Rami Halfon, from nearby Neveh Atib, is the one who discovered the vandalism. "Again and again, our memorial has been vandalized," he said.
Amit added that "the site has suffered destructive attacks for many years. To us, it is clear beyond the shadow of a doubt that the offenders are from the Druze villages in the Golan [Heights]. But perhaps the police are hesitant to confront them."
He said he once sent a letter, written in Arabic, to the head of the Druze local council in the Golan to ask that he work to put an end to the destruction.
"For many years," the letter said, "a handful of Druze residents of your communities has been vandalizing the memorials and commemoration sites we erected at this site - razing them, smashing the plaques at the meeting places for our friends, stealing the metal emblems attached to the rocks - and all with malice aforethought. Moreover, cow and sheep herders bring their flocks into the area and soil it, despite our repeated requests to cease staining our honor and the honor of those dear to us, for whom we set up the site."
Now, Amit said, "veterans of the unit intend to set up nighttime ambushes near the site. If they want to fight us, we know that language."
"We may be old," he added, "but we still remember how to do a few things."

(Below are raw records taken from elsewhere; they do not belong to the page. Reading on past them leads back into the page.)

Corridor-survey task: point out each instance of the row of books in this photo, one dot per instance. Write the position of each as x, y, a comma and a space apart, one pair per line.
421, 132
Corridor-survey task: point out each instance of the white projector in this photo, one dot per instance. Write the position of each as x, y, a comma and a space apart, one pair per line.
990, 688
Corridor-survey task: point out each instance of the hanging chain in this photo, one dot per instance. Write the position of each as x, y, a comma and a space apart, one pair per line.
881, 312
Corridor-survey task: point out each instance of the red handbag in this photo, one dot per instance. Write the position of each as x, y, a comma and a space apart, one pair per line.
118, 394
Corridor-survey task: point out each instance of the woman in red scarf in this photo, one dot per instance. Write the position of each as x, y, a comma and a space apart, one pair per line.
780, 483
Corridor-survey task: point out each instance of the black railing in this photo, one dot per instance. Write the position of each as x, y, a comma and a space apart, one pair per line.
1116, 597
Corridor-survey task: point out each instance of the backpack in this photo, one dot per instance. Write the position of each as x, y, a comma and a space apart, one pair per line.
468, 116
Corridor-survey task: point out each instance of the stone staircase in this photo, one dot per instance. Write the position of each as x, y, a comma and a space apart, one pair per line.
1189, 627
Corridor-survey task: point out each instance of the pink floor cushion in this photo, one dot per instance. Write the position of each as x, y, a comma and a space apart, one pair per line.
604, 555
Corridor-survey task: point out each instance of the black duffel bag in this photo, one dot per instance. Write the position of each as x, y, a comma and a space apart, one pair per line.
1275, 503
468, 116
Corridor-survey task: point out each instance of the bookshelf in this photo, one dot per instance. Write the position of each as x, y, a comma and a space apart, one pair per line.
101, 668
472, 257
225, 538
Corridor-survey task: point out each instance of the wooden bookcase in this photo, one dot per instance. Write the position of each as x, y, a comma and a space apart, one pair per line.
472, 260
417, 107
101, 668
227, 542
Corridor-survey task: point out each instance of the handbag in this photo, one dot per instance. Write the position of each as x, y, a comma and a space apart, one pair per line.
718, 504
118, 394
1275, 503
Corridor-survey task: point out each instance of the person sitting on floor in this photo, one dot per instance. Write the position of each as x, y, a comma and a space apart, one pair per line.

Egoz was set up in 1956 with the mission of preventing Syrian cross-border operations. It was broken up several months later, but then reestablished in 1968. In the early 1970s, the unit was deployed against terrorist groups north of the border, but following the 1973 Yom Kippur War, it was once more broken up. In 1995, the unit was set up for a third time as part of the Golani Brigade and has developed expertise in small-unit operations on the northern front.